Il “modus operandi” della maggior parte dei danneggiamenti sarebbe consistito nel taglio delle gomme delle auto e nell’incisione della carrozzeria mediante solchi raffiguranti crocifissi. Ad un imprenditore sono state recapitate buste da lettera contenenti due proiettili con la richiesta del pagamento di un’ingente somma di denaro. Tutti metodi tipici delle organizzazioni mafiose.
Le attività criminali sarebbero state intraprese in nome e per conto della “famiglia”, sia nel settore del traffico degli stupefacenti sia nel settore delle estorsioni.
L’attività di indagine avrebbe permesso di acclarare la responsabilità dei fornitori all’ingrosso di stupefacenti, tutti di base a Catania.
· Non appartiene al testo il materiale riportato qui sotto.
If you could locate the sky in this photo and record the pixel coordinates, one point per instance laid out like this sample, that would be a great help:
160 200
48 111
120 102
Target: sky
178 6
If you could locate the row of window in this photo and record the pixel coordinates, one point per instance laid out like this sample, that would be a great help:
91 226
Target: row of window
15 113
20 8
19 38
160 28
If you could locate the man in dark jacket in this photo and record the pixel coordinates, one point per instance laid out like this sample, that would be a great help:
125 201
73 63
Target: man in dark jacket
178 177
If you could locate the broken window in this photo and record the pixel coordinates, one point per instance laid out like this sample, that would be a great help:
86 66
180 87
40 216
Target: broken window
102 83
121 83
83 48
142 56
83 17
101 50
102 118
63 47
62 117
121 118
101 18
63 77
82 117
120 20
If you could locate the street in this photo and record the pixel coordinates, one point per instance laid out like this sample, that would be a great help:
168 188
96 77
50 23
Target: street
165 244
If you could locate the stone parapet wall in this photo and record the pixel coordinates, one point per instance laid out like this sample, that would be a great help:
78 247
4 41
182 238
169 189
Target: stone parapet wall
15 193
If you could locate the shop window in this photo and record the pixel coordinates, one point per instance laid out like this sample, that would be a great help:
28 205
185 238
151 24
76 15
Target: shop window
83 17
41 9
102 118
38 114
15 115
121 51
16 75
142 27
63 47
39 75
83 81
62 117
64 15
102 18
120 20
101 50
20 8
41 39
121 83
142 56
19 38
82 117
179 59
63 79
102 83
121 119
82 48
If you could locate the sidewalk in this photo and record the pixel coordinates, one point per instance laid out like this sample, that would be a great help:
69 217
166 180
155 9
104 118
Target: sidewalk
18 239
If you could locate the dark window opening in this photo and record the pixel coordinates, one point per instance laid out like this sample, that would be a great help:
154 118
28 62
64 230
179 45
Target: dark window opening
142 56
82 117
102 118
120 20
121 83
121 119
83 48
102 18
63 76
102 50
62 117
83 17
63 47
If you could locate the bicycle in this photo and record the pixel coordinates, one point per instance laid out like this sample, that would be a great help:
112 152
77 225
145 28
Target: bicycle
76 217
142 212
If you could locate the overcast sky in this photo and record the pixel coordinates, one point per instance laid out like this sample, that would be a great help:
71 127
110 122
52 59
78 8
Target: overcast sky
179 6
Per quanto concerne il racket delle estorsioni, l’associazione mafiosa avrebbe tentato di sottoporre la totalità degli operatori economici (commercianti e imprenditori), al pagamento di piccole somme a titolo di protezione, secondo il principio che era emerso nell’operazione “Homo Novus” di ottenere piccoli importi dai singoli ma da un numero sempre più elevato di soggetti.
Al fine di evitare contatti diretti le comunicazioni sarebbero state effettuate anche attraverso corrispondenza, recapitata per mezzo di uomini di fiducia liberi sul territorio.
Nel rispetto del principio di solidarietà interna dell’organizzazione mafiosa, alcuni arrestati si sarebbero impegnati anche a raccogliere somme per il sostentamento degli affiliati detenuti e dei loro familiari.

L’omicidio sventato di uno spacciatore

Nell’aprile del 2019 sarebbe stata presa la decisione di uccidere uno spacciatore locale che risultava debitore insolvente di proventi legati all’attività di spaccio; nonché per punirlo in quanto cercava di contrastare il regime di monopolio nel traffico imposto dall’organizzazione.
Solo il pronto intervento degli uomini della Squadra Mobile di Enna e del Commissariato di P.S. di Leonforte ha permesso di far sì che l’evento progettato non venisse portato a compimento. Nello specifico i poliziotti hanno effettuato una perquisizione presso l’abitazione di uno degli affiliati rinvenendo, murata all’interno di un lavello all’interno del garage sottostante, una pistola semiautomatica 9×19 che sarebbe servita per compiere il delitto.